The tribunal did point out a number of irregularities but these were traced to the inefficiencies of the election commission, and not of the candidates. So, by no means the NA-122 saga is over, nor a good enough reason for the PTI to go for another dharna or its demand for resignations of the election commission members and Nadra officials.

But having said that, one would be only profoundly naive to think that de-seating Ayaz Sadiq has not dented the democratic credentials of the PML (N) leadership. Ayaz Sadiq is no more member of parliament and stay at home to cool his heals. Unless the tribunal’s order to de-seat him is overturned by the apex court it holds the ground.

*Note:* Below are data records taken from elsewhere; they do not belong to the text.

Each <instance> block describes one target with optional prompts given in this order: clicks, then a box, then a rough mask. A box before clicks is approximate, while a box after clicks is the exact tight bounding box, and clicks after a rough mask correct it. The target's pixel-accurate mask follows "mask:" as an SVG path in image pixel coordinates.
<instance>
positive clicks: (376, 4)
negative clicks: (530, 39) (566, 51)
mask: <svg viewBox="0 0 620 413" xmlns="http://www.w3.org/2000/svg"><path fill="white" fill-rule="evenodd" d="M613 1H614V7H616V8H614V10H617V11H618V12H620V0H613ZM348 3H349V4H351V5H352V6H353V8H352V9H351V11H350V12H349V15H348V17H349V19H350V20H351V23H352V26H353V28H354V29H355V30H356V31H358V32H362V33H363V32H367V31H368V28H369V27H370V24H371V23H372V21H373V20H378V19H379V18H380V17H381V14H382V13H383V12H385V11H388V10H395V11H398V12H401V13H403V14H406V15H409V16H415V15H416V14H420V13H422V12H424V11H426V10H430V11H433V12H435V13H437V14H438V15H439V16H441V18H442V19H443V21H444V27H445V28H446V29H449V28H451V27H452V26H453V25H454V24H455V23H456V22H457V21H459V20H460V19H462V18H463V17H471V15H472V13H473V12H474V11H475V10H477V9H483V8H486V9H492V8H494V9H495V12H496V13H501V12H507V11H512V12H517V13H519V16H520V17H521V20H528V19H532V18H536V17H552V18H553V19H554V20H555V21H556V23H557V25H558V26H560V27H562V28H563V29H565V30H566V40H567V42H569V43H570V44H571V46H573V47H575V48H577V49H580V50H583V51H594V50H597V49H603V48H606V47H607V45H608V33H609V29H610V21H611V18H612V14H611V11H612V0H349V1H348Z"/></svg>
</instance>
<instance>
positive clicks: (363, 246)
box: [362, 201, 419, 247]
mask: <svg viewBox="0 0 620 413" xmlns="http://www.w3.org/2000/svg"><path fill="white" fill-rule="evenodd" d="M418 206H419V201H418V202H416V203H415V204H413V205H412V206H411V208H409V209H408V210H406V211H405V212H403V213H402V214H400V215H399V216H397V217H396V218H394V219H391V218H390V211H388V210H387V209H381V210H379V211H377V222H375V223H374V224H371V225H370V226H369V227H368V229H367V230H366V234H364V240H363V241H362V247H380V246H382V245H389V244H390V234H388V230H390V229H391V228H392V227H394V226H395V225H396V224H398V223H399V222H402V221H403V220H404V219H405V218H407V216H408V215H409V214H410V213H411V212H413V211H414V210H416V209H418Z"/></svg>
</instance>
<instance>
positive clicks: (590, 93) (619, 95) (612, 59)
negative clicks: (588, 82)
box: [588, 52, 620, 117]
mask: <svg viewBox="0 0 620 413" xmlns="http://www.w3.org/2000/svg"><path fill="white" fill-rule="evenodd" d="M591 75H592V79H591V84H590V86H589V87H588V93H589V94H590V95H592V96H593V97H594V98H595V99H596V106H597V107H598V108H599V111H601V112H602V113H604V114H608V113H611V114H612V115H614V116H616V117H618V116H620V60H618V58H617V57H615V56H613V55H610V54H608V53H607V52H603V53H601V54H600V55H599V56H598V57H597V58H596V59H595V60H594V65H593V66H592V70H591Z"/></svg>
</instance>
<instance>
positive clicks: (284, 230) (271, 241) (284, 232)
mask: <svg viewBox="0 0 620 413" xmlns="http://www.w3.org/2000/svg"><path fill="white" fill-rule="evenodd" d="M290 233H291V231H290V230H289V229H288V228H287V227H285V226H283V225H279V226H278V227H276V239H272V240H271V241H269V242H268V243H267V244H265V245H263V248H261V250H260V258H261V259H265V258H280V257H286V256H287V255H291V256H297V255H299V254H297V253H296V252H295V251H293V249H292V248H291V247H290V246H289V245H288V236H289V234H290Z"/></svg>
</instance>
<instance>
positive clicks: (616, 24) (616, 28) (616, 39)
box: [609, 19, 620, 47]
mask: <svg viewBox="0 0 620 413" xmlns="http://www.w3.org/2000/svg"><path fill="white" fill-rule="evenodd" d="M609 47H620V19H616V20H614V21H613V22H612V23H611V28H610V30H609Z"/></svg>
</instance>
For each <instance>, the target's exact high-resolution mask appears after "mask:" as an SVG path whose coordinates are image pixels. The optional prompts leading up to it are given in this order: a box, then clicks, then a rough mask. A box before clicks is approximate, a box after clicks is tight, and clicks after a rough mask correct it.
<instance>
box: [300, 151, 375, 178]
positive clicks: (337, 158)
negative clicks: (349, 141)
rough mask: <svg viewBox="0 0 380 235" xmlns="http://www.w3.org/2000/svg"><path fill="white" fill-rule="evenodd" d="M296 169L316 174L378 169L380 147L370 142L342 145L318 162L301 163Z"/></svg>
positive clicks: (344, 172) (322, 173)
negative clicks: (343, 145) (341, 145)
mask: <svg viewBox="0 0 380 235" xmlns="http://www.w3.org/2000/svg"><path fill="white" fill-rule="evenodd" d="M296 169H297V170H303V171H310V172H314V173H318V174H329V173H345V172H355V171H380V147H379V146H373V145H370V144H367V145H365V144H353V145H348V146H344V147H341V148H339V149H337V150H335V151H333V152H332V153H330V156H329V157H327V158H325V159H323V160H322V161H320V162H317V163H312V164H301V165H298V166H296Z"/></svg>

And in the meanwhile the electoral reforms committee should work overtime to firm up a bill for their legislation. Both the judicial commission and the election tribunal concur that the election process requires a massive overhaul, without which controversies about the fairness and impartiality of electoral exercises in the country would remain issues of serious contention.

Best, if the electoral reforms bill is passed before the local government elections in Punjab and Sindh. We don’t know if that would be possible – for, if the PTI still prefers dharna to its role in parliament for electoral reforms the PML (N) too is quite disinterested in this matter.

That should change. Dharnas are not substitute for elected houses and being in power doesn’t absolve the PML (N) government of its responsibility to carry out legislations – promptly and comprehensively.